Richard Corbett MEP points to a bizarre feature of British debate on Europe; there is absolutely no certainty as to how anything will be reported or received. David Miliband recently gave a speech at the College of Europe in Bruges in which he stated that it was undesirable that the EU states’ deployable armed forces amounted to less than 100,000 men out of something like two million under arms in total.

(It’s a pity he still won’t answer the damn questions about Iraqi employees.)
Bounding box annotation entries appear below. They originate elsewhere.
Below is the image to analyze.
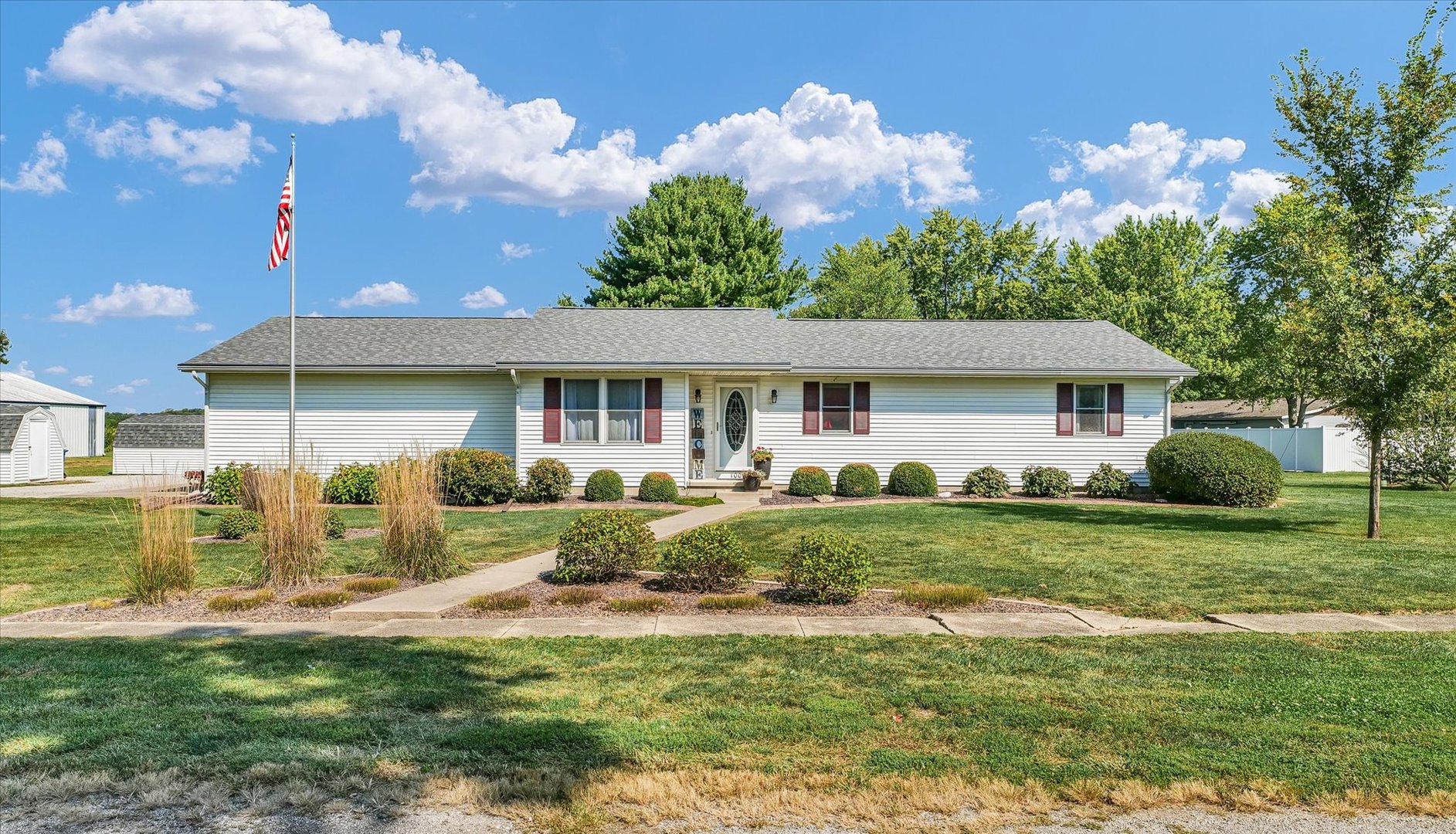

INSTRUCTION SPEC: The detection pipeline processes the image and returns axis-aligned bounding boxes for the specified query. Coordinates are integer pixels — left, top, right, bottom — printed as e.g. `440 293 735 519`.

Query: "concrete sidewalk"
331 493 759 622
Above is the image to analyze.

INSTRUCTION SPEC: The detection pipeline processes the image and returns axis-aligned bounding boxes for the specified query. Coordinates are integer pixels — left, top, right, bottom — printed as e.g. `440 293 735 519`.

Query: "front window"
820 383 854 432
1076 385 1107 434
561 380 602 442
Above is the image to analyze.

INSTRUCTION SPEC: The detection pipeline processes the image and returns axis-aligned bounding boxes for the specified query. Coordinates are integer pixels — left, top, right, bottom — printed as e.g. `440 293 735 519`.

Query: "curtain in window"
607 380 642 442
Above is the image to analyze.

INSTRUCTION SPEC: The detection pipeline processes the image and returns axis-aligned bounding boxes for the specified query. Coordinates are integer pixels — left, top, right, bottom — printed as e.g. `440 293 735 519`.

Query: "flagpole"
288 134 298 525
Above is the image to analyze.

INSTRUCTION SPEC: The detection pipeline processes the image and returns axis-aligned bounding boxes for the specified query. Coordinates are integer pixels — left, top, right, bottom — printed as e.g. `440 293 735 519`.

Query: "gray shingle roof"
112 415 204 449
179 307 1196 375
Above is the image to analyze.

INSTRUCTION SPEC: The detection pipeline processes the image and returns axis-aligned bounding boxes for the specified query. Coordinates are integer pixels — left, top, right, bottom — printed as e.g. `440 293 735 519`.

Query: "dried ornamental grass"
374 453 469 582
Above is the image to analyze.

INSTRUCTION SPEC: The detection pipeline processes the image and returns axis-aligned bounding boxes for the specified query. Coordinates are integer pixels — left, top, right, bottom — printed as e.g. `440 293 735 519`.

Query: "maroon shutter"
642 377 663 442
1057 383 1073 436
541 377 561 442
1107 383 1122 436
854 383 869 434
804 383 818 434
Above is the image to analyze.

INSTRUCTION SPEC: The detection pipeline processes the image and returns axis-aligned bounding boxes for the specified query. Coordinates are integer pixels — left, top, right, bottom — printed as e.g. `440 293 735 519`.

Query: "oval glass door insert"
724 390 748 451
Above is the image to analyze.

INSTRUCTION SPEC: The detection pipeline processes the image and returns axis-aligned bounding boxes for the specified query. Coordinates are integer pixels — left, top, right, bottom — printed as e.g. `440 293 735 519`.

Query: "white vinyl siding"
515 373 687 480
110 449 205 474
690 374 1166 489
207 373 515 474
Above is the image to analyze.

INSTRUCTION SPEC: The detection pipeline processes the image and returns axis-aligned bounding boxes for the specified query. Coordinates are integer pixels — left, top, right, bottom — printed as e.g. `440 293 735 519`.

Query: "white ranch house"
179 309 1196 487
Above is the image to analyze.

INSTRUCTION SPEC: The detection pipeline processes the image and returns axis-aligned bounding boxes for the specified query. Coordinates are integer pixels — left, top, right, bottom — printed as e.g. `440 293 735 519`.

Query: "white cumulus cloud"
1016 122 1278 243
339 281 419 307
31 2 977 229
66 112 271 185
460 284 505 310
51 281 196 324
0 131 67 196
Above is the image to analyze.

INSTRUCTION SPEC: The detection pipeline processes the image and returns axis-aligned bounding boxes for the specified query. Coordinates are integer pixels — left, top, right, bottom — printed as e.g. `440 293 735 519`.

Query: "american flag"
268 158 293 272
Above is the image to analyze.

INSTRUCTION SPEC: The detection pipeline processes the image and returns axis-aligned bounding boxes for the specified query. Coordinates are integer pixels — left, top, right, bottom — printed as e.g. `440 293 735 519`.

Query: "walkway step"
329 497 759 622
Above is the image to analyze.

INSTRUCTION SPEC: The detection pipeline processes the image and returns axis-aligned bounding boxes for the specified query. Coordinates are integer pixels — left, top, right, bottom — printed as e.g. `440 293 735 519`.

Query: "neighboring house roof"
0 405 56 451
1172 400 1334 421
0 371 102 406
178 307 1196 377
112 415 204 449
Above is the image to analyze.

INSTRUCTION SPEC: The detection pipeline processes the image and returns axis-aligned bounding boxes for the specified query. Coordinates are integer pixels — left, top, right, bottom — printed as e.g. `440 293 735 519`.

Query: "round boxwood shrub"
323 463 378 503
1086 463 1133 498
638 472 677 502
436 449 515 507
1147 431 1285 507
323 507 347 538
780 533 871 602
581 469 627 500
789 466 834 497
658 524 753 591
885 460 941 498
521 457 571 503
217 510 263 541
834 463 880 498
552 510 657 582
961 466 1010 498
1020 466 1071 498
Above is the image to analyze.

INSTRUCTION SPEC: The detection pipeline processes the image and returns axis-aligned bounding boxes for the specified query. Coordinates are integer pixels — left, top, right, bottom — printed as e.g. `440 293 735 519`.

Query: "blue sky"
0 2 1423 411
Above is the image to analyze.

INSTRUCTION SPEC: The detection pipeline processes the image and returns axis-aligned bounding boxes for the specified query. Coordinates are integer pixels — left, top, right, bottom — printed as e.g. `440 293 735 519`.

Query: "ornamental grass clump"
552 510 657 584
370 451 469 582
120 486 196 605
834 463 880 498
658 524 751 591
789 466 834 498
253 469 324 588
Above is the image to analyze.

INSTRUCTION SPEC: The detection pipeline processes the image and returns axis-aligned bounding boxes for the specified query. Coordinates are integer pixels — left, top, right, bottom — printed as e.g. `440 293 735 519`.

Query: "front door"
718 387 753 477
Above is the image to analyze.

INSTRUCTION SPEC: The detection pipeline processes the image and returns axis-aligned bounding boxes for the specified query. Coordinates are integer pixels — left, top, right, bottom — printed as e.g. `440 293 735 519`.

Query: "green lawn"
0 633 1456 799
66 454 110 477
728 473 1456 619
0 498 671 615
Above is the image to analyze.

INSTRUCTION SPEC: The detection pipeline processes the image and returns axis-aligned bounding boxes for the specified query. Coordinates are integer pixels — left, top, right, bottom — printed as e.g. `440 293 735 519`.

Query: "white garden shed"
0 405 66 483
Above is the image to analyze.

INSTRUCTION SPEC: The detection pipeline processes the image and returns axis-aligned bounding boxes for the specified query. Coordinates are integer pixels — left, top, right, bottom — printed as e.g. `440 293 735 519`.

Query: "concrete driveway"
0 474 186 498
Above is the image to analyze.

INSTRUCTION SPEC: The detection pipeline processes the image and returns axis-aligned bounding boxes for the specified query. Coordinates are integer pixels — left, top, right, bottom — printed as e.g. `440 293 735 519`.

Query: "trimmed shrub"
464 591 531 612
1086 463 1133 498
638 472 677 502
436 449 515 507
607 597 673 614
834 463 880 498
1147 431 1285 507
323 463 378 503
339 576 399 594
885 460 941 498
581 469 627 500
780 533 871 602
895 582 990 609
697 594 769 612
521 457 571 503
1020 466 1071 498
217 510 263 541
961 466 1010 498
789 466 834 498
323 508 348 538
552 510 657 582
204 463 253 503
658 524 751 591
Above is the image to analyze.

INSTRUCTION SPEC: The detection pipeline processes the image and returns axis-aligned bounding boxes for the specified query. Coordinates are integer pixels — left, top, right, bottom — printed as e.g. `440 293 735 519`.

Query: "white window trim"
1071 383 1111 436
561 377 647 446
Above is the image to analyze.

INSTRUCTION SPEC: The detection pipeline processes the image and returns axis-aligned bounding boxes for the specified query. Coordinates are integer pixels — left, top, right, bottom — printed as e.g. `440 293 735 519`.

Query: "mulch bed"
441 575 1061 620
0 576 419 623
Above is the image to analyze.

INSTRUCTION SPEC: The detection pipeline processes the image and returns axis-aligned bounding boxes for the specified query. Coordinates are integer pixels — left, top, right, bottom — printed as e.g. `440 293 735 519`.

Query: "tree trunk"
1366 431 1385 538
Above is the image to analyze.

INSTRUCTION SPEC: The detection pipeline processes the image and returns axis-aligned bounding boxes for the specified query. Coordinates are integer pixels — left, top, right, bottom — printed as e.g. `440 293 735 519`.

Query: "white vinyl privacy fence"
1173 426 1370 472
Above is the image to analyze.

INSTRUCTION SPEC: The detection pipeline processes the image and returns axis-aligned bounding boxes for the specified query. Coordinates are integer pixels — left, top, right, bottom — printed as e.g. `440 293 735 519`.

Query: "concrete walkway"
0 609 1456 638
331 492 759 622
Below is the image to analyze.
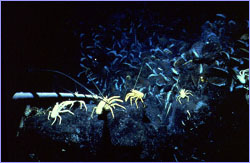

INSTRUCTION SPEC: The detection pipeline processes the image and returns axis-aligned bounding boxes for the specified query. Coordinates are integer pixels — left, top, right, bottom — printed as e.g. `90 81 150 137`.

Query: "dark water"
2 2 249 161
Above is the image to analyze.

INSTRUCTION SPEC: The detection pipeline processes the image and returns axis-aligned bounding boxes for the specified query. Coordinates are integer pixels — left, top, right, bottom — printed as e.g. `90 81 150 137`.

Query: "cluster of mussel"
79 14 249 111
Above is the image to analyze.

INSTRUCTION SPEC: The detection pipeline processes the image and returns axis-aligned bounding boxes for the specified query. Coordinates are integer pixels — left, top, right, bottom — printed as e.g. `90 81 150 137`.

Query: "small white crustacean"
176 89 193 104
48 101 87 125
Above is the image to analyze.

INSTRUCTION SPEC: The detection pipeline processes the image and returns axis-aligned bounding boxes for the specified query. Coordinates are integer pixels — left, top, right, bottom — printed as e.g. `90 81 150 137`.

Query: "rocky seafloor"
4 1 249 161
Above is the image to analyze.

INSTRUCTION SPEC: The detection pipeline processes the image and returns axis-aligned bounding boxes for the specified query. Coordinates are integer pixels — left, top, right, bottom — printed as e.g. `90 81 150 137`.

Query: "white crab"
236 69 249 84
176 89 193 104
48 101 87 125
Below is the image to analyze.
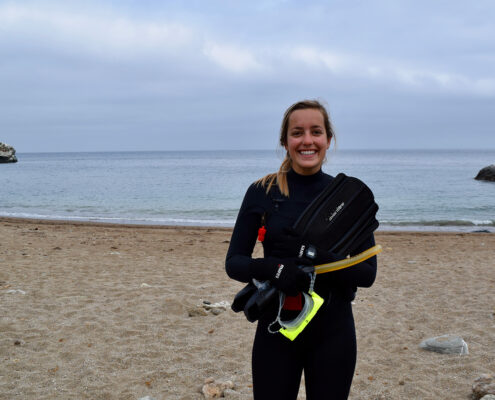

The Daily Express, reliably insane under the ownership of porn king Richard Desmond, claimed he had a “project for the Islamification of Europe”. This is because he thinks the single market should eventually include North Africa; apparently the Express has forgotten that it demanded the UK should impose restrictions on the movement of labour, like France and Germany did, when Poland joined the EU.

The Daily Mail thought he was planning a “new EU empire”. The Independent and sometimes the Guardian thought he was diminishing the EU; the Guardian also separately praised the speech, thus scooping the pot for consistency.

What is this accusation of “diminishing” the EU (which Nosemonkey also bought into) based on? Well, it’s not the EU’s defence policy he was criticising, more the fact there isn’t more of one. And the most quoted sentence was that “Europe will be less important in 2050 than it was in 1950” – everyone seems to have read this as Euro-bashing.

However, how could it possibly not be true, given that by then India, China, and probably Brazil will be major world powers? Unless you’re expecting the United States to collapse, the EU will be one among many powers; rather than one of the three world industrial bases Harry Truman spoke of in the 1940s.

Meanwhile, there is real progress being made; when HMS Illustrious does the Royal Navy’s next eastern deployment she may have Italian or Spanish Harrier AV8B aircraft aboard. Granted this tells us more about the ragged state of the British armed forces, but it’s a start; although what the Spanish government will make of the following proposal is anyone’s guess:

The Royal Navy continues to study the idea of making Gibraltar the home of one of the new aircraft carriers.

Plans for a carrier base have been in development for several years. The idea would make Gibraltar home to one of Britain’s two new aircraft carriers along with the support fleet that accompanies it.